Using the language of science instead highlights the legitimate medical potential of the cannabis plant. It helps parents gain credibility with (other) experts by giving a ring of legitimacy to their claims. In the short term this may help speed access to pharmaceutically manufactured cannabis medicines by increasing the publicly perceived legitimacy of this need. As an added plus, pharmaceutical manufacturing processes help in the regulation of dosing and they insure consistency across batches, and purity, reducing the necessity that parents send what they buy out for testing to find out what it really contains. For such reasons, using scientific terms and referencing chemicals makes good sense.
Must we choose?
Yet, history suggests that overly-insistent medicalization will have costs. It may support a transfer of all authority over cannabis to the mainstream healthcare system, disenfranchising parents—whose empiricism and perseverance helped open the healthcare industry’s eyes to the plant’s promise to start. Resulting dependence on corporations and expert systems could foreclose the option of growing and preparing treatments oneself despite the relative ease of doing so. Some parents fear loss of access to the entourage effect because isolated compounds like CBD are being favored over whole-plant products in pharmaceutical processes; price hikes also could occur. For reasons such as these some activists say that at least high CBD strains of cannabis (also known a hemp) and CBD-based medicines, which have no psychoactive component, should be left out of the debate; there is a bill making its way through congress right now (H.R.5226) that would reclassify these as non-drugs, making them as legal to possess or prepare as sauerkraut.

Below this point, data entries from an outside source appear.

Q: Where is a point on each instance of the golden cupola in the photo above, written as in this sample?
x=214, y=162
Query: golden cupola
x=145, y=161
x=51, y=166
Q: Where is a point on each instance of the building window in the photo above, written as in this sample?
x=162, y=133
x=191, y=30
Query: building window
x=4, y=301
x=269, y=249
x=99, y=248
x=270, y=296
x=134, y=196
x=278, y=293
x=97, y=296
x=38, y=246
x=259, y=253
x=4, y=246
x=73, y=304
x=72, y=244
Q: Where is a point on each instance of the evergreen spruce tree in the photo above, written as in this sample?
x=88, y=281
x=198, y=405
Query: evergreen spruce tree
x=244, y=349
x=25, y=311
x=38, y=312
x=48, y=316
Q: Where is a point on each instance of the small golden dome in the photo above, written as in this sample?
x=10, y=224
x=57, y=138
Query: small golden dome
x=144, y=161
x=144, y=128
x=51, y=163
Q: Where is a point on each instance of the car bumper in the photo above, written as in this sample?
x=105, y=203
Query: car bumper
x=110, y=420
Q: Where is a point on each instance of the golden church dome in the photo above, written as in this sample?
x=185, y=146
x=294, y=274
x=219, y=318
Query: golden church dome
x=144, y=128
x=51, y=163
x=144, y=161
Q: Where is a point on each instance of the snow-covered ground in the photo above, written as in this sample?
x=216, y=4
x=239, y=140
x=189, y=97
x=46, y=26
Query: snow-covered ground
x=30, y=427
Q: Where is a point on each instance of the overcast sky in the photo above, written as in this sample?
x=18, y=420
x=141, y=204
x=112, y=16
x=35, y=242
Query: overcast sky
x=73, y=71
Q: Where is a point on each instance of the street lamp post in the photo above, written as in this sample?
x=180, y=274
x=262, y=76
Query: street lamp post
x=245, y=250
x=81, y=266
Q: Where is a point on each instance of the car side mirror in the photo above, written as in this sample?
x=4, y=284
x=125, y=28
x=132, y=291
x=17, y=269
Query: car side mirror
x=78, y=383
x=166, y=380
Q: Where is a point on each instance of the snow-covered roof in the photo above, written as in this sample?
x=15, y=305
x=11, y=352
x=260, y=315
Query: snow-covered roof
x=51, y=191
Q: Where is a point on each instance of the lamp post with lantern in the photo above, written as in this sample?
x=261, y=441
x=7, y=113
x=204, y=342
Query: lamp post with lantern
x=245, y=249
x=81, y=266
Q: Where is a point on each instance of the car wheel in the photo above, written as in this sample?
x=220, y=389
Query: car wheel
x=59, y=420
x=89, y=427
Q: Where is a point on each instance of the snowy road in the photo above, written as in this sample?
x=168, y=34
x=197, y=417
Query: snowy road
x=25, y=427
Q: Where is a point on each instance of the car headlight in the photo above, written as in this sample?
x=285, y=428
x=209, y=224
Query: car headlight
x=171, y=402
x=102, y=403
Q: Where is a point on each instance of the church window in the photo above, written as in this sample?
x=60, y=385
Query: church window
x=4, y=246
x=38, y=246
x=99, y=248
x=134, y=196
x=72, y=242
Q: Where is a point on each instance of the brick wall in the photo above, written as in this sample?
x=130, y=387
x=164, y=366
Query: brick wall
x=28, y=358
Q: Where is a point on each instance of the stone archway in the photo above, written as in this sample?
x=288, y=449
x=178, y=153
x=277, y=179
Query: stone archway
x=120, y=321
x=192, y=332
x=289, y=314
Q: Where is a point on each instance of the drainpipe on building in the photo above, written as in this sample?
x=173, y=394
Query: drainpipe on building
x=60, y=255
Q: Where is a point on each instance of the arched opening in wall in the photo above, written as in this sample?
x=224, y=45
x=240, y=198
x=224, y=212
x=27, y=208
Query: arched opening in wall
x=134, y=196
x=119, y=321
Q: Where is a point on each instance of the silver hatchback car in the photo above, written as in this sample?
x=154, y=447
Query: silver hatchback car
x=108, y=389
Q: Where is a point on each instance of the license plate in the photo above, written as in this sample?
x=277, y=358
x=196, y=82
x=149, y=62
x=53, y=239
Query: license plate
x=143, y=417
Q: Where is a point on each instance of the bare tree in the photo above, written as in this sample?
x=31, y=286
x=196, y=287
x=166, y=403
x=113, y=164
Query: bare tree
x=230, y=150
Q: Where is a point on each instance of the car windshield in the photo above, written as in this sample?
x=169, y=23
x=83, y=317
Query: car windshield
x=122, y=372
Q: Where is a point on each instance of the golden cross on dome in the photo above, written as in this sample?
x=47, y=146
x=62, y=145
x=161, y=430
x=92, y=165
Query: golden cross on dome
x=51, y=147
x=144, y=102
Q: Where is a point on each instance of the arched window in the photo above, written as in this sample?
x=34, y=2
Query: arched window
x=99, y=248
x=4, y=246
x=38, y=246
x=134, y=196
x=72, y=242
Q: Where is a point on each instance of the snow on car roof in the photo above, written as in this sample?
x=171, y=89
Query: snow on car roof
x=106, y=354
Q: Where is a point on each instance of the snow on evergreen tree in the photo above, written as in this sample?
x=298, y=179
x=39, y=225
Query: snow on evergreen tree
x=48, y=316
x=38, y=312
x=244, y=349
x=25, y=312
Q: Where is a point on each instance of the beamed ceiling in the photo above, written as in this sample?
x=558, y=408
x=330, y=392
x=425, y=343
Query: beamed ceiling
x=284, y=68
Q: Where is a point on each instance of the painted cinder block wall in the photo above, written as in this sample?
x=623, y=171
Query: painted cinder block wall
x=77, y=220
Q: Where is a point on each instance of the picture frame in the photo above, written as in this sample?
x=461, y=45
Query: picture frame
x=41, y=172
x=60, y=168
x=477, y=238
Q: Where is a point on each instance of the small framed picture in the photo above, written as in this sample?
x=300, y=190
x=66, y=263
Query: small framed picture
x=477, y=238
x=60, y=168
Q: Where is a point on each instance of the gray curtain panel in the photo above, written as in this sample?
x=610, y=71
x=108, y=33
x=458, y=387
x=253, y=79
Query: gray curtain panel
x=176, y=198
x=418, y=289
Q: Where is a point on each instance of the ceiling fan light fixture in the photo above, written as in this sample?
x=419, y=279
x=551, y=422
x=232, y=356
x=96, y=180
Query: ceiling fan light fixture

Whether or not that happens, whole-plant language reminds us that cannabis-based drugs come from a flowering herb. It also can help consumers retain some authority over their use of that herb for health and healing. Preserving consumer rights is particularly important in regard to conditions such as intractable epilepsy, which by definition mainstream medicine cannot treat.
This is not to say that medicalized rhetoric is wrong and whole-plant language is right. Rather, we must preserve a context-sensitive combination of ways of talking about pot. In parallel with the entourage effect, each mode of expression, taken together, may well be more effective in fostering human health than a single discourse used in isolation.
Elisa (EJ) Sobo is a professor of anthropology at San Diego State University and President of the Society for Medical Anthropology. She is on the editorial boards of Anthropology & Medicine and Medical Anthropology and she is the Book Reviews Editor for Medical Anthropology Quarterly. Dr. Sobo has written numerous peer-reviewed journal articles as well having authored, co-authored, and co-edited twelve books, the most recent of which are: Dynamics of Human Biocultural Diversity: A Unified Approach (2012), The Cultural Context of Health, Illness, and Medicine (2010), and Culture and Meaning in Health Services Research (2009). Her current research includes not only parent use of Cannabis for children with intractable epilepsy or seizures but also cultural models of child development in Waldorf or Steiner education, and parental thinking on pediatric vaccinations and herd immunity. Interviewers for the Cannabis project include MarkJason Cabudol, Tiyana Dorsey, and Gabriella Kueber.